Data Bandwidth: Memory Should Take 'Pride of Place'
By Peter Coffee
October 28, 2002
What looks like an insurmountable problem may just be a well-disguised assumption. The problem of data bandwidth across the border of a microprocessor chip may just be a symptom of the assumption—that the so-called central processor has to be at the center of the machine, with memory as a peripheral. What would happen if memory took "pride of place," with processing power arrayed around its edges?
Micron Technology Inc.'s Yukon device, soon to cross the line from concept to prototype, answers this question—not with a replacement for the CPU but with an additional system resource of distributed processing power that can take full advantage of the 200G-bps bandwidth inside a synchronous dynamic RAM chip.
In applications such as image processing and data mining, a relatively small number of operations are executed against a huge volume of data. Simple processing elements, placed as close as possible to the data, can receive their instructions from a more general-purpose device and then turn their power loose without constantly fighting cross-chip bottlenecks.

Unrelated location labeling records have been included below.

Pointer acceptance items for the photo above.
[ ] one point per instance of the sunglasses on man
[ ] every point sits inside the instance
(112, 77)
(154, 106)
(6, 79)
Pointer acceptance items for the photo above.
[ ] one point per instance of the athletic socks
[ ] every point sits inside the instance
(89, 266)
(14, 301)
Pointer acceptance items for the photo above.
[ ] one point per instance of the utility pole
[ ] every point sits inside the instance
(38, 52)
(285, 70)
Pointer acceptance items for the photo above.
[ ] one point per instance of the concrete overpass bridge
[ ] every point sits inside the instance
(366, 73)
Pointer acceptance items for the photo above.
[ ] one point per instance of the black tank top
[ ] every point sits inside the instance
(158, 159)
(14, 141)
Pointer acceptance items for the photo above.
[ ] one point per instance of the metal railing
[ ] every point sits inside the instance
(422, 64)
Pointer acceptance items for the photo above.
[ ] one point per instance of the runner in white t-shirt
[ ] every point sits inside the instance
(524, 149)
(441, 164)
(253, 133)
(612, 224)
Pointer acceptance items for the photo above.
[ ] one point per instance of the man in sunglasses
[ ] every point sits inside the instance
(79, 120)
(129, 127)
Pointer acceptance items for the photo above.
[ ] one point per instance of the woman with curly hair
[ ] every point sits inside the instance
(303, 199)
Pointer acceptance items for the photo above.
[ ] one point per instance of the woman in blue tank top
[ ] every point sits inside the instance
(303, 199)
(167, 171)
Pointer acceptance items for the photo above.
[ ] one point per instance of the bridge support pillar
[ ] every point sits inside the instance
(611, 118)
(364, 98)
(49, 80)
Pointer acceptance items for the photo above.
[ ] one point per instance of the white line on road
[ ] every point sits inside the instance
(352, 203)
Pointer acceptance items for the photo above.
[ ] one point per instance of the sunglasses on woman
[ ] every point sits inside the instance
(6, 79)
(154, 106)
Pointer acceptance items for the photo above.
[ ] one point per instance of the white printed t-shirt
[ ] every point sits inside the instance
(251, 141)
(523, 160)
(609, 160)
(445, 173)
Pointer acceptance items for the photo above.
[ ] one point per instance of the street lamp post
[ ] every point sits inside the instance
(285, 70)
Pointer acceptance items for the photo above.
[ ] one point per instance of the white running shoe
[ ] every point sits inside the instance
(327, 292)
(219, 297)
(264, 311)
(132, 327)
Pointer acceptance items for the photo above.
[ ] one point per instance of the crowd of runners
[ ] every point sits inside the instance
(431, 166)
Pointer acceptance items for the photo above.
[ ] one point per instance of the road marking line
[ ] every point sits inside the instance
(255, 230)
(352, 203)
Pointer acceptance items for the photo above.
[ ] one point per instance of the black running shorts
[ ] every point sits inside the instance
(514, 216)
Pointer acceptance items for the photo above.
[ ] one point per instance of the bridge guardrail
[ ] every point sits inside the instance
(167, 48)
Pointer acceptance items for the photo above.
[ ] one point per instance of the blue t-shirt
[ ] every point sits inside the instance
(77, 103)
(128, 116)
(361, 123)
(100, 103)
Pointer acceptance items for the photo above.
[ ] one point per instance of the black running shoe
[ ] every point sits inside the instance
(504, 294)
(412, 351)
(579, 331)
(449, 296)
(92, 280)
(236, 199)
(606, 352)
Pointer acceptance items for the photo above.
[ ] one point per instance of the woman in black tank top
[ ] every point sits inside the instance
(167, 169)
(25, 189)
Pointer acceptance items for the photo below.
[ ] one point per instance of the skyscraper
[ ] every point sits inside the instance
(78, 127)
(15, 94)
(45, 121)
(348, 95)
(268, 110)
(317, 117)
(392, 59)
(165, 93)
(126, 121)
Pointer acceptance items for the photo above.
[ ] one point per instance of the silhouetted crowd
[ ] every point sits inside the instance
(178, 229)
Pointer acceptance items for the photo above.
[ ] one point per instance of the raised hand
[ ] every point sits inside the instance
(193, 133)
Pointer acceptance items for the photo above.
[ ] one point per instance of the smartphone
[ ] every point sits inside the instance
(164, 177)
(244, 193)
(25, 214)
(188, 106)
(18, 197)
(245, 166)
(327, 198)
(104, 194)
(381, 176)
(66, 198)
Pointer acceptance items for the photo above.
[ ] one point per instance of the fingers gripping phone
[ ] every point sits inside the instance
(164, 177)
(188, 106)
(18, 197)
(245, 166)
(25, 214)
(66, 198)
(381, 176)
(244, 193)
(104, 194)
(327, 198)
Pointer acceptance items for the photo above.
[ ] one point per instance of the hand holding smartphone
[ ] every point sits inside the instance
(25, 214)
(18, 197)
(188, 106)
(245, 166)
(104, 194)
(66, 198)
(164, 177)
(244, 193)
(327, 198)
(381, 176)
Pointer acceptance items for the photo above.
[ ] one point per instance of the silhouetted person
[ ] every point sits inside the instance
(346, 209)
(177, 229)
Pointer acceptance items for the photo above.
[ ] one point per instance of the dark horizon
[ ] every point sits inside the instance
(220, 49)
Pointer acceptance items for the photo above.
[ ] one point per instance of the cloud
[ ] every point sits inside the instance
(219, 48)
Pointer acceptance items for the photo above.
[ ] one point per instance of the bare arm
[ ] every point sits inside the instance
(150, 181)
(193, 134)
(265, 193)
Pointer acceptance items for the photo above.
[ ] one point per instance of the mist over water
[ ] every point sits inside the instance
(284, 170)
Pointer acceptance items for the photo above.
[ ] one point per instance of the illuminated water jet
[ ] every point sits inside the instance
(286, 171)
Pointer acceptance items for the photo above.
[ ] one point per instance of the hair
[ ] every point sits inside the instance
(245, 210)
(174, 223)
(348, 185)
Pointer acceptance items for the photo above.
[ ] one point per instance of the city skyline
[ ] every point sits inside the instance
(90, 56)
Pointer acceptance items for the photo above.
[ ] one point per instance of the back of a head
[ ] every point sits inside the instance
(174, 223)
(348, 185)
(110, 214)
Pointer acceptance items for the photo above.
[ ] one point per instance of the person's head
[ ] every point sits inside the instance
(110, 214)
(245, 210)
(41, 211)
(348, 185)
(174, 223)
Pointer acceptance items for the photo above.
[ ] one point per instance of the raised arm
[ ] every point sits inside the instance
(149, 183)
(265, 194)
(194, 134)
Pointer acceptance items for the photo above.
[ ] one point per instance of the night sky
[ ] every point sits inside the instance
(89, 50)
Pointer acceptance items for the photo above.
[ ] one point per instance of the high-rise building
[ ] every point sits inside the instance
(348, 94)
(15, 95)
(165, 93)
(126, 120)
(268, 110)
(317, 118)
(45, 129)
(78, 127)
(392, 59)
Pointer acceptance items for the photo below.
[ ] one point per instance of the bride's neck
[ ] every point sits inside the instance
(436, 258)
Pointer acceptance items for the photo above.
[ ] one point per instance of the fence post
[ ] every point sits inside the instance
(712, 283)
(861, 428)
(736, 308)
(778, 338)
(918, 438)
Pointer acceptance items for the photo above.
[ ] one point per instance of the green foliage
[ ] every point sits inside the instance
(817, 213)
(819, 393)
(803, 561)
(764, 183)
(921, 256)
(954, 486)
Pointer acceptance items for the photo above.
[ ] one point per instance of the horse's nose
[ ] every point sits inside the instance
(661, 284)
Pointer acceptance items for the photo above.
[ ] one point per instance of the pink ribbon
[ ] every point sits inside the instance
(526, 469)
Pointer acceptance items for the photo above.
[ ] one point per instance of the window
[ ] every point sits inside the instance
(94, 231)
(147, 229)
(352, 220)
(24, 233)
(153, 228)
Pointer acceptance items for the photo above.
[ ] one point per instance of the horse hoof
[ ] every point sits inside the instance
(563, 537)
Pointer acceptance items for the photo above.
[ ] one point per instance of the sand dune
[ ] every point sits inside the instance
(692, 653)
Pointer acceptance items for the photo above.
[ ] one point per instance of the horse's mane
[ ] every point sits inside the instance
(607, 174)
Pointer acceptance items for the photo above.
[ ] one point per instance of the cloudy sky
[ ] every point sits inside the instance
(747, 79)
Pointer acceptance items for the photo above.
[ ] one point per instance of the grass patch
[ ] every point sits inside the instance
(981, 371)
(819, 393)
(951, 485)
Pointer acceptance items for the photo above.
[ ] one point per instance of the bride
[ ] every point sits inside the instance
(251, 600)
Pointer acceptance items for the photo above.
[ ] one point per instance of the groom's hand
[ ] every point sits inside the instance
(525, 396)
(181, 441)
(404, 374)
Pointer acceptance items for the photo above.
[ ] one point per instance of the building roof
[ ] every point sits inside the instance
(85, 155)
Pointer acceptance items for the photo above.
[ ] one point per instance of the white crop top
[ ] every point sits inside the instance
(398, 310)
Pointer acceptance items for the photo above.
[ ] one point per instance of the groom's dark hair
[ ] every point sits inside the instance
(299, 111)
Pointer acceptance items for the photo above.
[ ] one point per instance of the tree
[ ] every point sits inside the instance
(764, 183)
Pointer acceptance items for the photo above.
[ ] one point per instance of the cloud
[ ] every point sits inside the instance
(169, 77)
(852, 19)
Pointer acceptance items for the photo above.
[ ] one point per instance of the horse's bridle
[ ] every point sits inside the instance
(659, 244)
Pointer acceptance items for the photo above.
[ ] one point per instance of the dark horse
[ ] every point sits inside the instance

At 200MHz, the Yukon prototype should deliver peak processing rates exceeding 50 billion eight-bit operations per second or sustained processing rates of more than 200 million double-precision floating-point operations per second, according to the Microprocessor Forum presentation by Micron's Graham Hirsch, chief architect of the company's Active Memory Program.
"Memory is not the problem," said Hirsch, at the forum in San Jose, Calif. "The bus is the problem. Picking up data, moving it and putting it down is the problem. The bandwidth inside a memory chip is very large. There should be some way of using that."